Food network

How to get food aid in Vermont with a new access network – NECN

Agencies serving food-insecure Vermonters are launching a new network, with strengthened community partnerships and technology upgrades, which they say could revolutionize the way charitable food support is provided to potentially dozens of thousands of beneficiaries in the Champlain Valley.

The familiar food shelf isn’t going away, but in an effort to reduce stigma and reach more people, including people who would struggle to get to traditional collection sites, the largest direct provider of Vermont charity food is modernizing.

“I think it’s a huge transformation,” said Julia MacGibeny, access manager at Feeding Chittenden.

Feed Chittenden and its parent organization, the Champlain Valley Economic Opportunity Office, announced the launch of the Food Access Network during Hunger Action Month in September.

The centerpiece of the new network is an online system born out of the COVID-19 era of curbside ordering. Recipients use it once they are introduced by their health care provider or social service organizations in the network, which can also help people place grocery orders if they are not connected to the technology.

“We know that chronic disease accounts for 70% of all deaths in the United States each year, and poor diet is a real contributor to that,” said Paul Dragon, executive director of the Champlain Valley Office of Economic Opportunity.
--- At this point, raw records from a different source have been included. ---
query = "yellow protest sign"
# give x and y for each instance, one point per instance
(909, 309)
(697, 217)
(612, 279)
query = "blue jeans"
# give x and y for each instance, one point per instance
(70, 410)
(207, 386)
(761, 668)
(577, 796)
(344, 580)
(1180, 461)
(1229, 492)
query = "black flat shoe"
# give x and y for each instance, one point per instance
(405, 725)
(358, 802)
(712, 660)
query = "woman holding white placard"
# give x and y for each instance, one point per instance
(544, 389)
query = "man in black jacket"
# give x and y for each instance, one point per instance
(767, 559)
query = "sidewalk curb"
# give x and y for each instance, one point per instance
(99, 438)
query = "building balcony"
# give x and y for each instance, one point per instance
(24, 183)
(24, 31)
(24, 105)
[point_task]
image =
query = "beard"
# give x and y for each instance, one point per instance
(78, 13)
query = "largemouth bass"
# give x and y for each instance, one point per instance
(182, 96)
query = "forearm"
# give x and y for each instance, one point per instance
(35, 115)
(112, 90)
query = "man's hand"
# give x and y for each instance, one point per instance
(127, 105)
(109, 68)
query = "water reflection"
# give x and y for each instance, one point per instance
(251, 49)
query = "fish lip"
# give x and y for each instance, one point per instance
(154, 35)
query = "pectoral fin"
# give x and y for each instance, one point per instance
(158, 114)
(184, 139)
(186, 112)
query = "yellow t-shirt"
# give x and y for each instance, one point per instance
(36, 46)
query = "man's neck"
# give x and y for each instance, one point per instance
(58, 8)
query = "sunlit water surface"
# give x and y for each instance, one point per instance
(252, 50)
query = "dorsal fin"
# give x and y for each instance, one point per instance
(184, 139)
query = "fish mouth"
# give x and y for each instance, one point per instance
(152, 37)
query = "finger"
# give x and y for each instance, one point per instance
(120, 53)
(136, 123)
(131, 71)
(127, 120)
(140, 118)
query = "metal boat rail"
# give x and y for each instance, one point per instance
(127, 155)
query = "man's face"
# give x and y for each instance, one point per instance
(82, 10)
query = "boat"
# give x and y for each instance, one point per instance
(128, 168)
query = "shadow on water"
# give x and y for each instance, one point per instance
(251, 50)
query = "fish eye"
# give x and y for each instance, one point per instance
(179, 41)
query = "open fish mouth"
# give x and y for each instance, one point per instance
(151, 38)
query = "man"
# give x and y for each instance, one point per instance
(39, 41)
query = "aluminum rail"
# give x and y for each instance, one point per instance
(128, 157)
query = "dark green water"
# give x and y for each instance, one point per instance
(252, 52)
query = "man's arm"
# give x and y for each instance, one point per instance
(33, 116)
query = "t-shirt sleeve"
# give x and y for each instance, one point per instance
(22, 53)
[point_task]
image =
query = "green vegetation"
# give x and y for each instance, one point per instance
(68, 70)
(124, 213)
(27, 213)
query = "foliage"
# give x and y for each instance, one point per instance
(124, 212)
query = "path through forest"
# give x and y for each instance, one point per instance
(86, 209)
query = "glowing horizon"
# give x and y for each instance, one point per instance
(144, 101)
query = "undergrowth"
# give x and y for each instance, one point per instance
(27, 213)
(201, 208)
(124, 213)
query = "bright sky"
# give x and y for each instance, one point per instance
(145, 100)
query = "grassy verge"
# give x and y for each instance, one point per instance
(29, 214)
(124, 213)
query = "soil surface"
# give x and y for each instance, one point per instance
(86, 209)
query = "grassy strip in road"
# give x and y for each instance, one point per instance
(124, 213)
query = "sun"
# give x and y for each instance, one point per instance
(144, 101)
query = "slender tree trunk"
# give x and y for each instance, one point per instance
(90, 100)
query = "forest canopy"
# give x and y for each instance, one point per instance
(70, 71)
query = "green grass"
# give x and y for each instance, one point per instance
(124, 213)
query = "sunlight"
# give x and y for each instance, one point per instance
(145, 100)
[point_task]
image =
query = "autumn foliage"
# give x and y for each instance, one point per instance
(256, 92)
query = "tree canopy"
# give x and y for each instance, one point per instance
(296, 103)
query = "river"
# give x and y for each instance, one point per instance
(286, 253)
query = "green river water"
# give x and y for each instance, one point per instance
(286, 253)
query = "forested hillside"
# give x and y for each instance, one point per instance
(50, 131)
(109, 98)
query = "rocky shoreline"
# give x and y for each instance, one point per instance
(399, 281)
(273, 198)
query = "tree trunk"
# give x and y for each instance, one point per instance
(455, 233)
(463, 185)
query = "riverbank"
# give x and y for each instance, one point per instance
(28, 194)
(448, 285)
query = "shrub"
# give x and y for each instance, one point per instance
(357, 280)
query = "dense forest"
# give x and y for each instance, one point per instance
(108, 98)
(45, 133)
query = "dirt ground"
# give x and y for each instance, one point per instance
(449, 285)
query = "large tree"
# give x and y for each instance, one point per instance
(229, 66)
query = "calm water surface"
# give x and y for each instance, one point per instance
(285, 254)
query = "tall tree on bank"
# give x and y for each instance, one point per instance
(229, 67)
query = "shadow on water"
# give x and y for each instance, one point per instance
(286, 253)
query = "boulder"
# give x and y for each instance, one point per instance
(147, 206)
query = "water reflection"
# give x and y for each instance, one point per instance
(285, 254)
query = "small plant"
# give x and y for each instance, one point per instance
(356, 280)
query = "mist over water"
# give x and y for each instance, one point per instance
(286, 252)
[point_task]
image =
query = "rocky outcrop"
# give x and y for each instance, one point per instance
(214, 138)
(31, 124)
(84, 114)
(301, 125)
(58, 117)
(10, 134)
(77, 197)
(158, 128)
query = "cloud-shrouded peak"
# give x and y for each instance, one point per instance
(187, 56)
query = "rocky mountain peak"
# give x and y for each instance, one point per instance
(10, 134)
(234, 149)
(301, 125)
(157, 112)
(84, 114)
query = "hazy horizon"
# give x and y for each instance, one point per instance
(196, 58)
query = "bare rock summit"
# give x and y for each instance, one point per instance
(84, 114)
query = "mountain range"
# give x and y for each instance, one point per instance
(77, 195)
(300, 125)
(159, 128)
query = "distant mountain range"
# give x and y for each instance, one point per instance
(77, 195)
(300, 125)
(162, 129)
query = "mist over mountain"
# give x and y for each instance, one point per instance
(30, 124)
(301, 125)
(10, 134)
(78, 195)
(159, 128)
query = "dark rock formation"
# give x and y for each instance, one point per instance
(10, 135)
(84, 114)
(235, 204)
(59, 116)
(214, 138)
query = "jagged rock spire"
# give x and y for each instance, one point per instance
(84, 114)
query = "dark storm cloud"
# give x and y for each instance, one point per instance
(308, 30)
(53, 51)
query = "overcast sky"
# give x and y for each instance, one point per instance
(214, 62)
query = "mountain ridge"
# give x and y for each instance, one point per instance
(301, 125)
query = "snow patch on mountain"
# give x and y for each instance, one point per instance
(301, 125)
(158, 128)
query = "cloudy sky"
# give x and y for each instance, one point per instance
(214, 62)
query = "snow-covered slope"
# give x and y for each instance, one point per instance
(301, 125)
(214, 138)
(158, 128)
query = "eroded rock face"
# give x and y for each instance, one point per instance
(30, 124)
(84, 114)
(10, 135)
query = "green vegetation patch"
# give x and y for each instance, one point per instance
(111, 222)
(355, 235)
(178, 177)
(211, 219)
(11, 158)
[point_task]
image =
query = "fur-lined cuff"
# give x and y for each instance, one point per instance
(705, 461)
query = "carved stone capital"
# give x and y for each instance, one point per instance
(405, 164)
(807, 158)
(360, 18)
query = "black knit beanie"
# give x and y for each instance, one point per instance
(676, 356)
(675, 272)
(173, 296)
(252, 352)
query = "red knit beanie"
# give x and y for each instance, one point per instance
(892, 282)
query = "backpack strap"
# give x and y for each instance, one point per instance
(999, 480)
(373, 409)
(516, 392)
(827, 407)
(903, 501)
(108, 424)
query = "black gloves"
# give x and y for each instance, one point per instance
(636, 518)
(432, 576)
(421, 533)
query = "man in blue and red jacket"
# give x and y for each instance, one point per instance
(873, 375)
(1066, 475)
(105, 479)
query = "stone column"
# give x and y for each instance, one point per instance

The Food Access Network will offer delivery in some cases, more satellite sites and expanded community partnerships in Franklin and Addison counties. Those partnerships will include preschools, community health clinics, family advocacy organizations and groups working to promote locally grown food options, leaders said Wednesday.

“I think it will be replicated nationally,” predicted Rob Meehan, director of Feeding Chittenden. “People will see we haven’t reached the people who need help, there must be other ways to do it – here’s an example of how to do it.”

The grocery portal is connected to Vermont Foodbank’s broader inventory, advocates explained, and aims to provide healthier and more culturally relevant options while reducing food waste.

“It’s not top-down anymore, that we get this food from the government and then distribute it,” MacGibeny said in an interview with NECN & NBC10 Boston. “It’s we ask people what they want, what they need, how they need it, how they want it, and then we do it.”

A $300,000 fundraising campaign for storage space and other needs for the expanded Food Access Network is underway, a CVOEO spokesperson said.